Michigan First Credit Union “has no claim for indemnification or contribution for liabilities that federal law specifically allocates to Michigan First, not T-Mobile,” said T-Mobile’s reply brief Friday (docket 2:22-cv-13159) in support of its motion to dismiss Michigan First’s first amended complaint. The credit union alleges the SIM-swaps that T-Mobile enabled among third-party bad actors left it holding the bag for $7.6 million in squandered funds it was required to replace in 2022 under the Electronic Fund Transfer Act (EFTA) (see 2304030039). But T-Motion urges the court to “reject Michigan First’s attempt to create first-of-its-kind indemnity and contribution rights in derogation of Congress’s statutory scheme,” said its reply brief. The court should also reject Michigan First’s attempt “to sidestep controlling federal law because it fails to allege any viable state claim,” it said. Michigan First “fails to meet its heavy burden to show a federal right to indemnity or contribution for its EFTA liabilities,” said T-Mobile. Michigan First doesn’t argue the EFTA “provides an express or common law right to indemnification or contribution and instead argues that the statutory framework of EFTA suggests Congress intended an implied right to bring such claims,” it said. There’s no basis for “grafting” a new implied right onto a 50-year-old statute, it said.
Apple seeks the dismissal of the class action that names 11 defendants and alleges the Biden administration colluded with social media to suppress right-leaning speech and content, said its motion Tuesday (docket 2:22-cv-09438) in U.S. District Court for Central California in Los Angeles. Nowhere in the plaintiffs’ 405-paragraph “airing of grievances is there even a kernel of a claim” against Apple, said the motion. The complaint “reveals a complete misunderstanding (or outright contortion) of the First Amendment and this nation’s bedrock anti-discrimination laws,” it said. There are no factual allegations that Apple “censored so much as a single word” of anyone’s speech, it said. Nor does the complaint “allege any instance of Apple unlawfully discriminating against anyone, let alone a protected class of speakers, voters, or consumers,” it said. There also are no allegations “causally connecting any alleged wrongful conduct by Apple to any cognizable injury” suffered by any plaintiff, it said. Because the plaintiffs fail to demonstrate Article III standing, “every cause of action against Apple should be dismissed with prejudice,” it said. The complaint comes nowhere close “to alleging facts sufficient to transform Apple from a private company into a federal government actor,” which forecloses the plaintiffs’ First Amendment claim, it said.

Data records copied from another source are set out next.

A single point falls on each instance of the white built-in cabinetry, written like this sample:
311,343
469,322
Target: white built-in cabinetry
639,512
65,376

Section 230 of the Communications Decency Act bars each of the plaintiffs’ claims because the complaint “admittedly seeks to hold Apple liable for its supposed publication decisions concerning third-party content,” it said.
The clerk of the Judicial Panel on Multidistrict Litigation signed a conditional order Wednesday transferring nine more social media addiction class actions for pretrial consolidation under U.S. District Judge Yvonne Gonzalez Rogers for Northern California in Oakland. The JPML transferred 20 class actions to Rogers Oct. 6, and 51 more up until Wednesday’s order, it said. The order is stayed for seven days once it’s filed with the clerk in the Northern District of California.
The FCC Media Bureau’s analysis of the retransmission consent issues of the Standard/Tegna deal “was entirely consistent with its delegated authority” and agency past practice, said the American Television Alliance in an amicus brief filed in U.S. Court of Appeals for the D.C. Circuit docket 23-1084 Wednesday. ATVA sought permission to file the brief late Tuesday. “The record in this proceeding strongly supports the challenged Hearing Order,” ATVA said. The broadcasters “have the law backward,” ATVA said. “It is not arbitrary and capricious to consider such potential consumer price increases under the ‘public interest’ standard, but, at least in some circumstances, it might be arbitrary and capricious to decline to do so.” A response from the broadcasters defending their request for a writ of mandamus is expected Friday.
Voyager Labs plans to file a motion soon to dismiss Meta’s complaint alleging the U.K. company’s data-scraping activities violate Meta’s terms of service (see 2301130044), said a joint case management statement Tuesday (docket 4:23-cv-00154) in U.S. District Court for Northern California in Oakland. Voyager denies having scraped data from Facebook or Instagram, and believes Meta’s complaint “was not borne out of genuine concern about the alleged data scraping” but rather “as part of a public relations campaign,” said the statement. Meta has been aware of the Voyager software at issue for more than seven years, “at least through direct, in-person meetings involving the highest echelons of Meta’s predecessor-in-interest, Facebook,” including with CEO Mark Zuckerberg, it said. Meta asserts it “devotes substantial resources to combating unauthorized scraping” by entities like Voyager, and that its legal counsel has put Voyager “on notice” since at least October 2017 to cease its unauthorized activity, said the statement.
The plaintiffs in the case against Jacob Wohl and Jack Burkman for their roles in the threatening and intimidating robocall to suppress Black citizens' mail-in votes in the 2020 election want U.S. District Judge Victor Marrero for Southern New York to schedule a trial to begin no earlier than July 5, “but as soon thereafter as is convenient” to the court, their counsel wrote Marrero in a letter Tuesday (docket 1:20-cv-08668). The letter didn’t say whether the plaintiffs would prefer a jury or a bench trial, though the attorney for Wohl and Burkman recently told the judge his clients would “insist” on a jury trial (see 2304070020). The plaintiffs want Marrero to defer briefing on injunctive relief until after trial, said their letter.
Plaintiff Robert Graham’s claims are subject to binding arbitration, said defendant American Express in its answer to Graham’s complaint Friday (docket 1:22-cv-05155) in U.S. District Court for Northern Georgia in Atlanta. Graham alleges AT&T’s handset upgrade exchange program was a “bait-and-switch scheme” and that American Express was AT&T’s billing agent in the allegedly unlawful conduct (see 2303310046).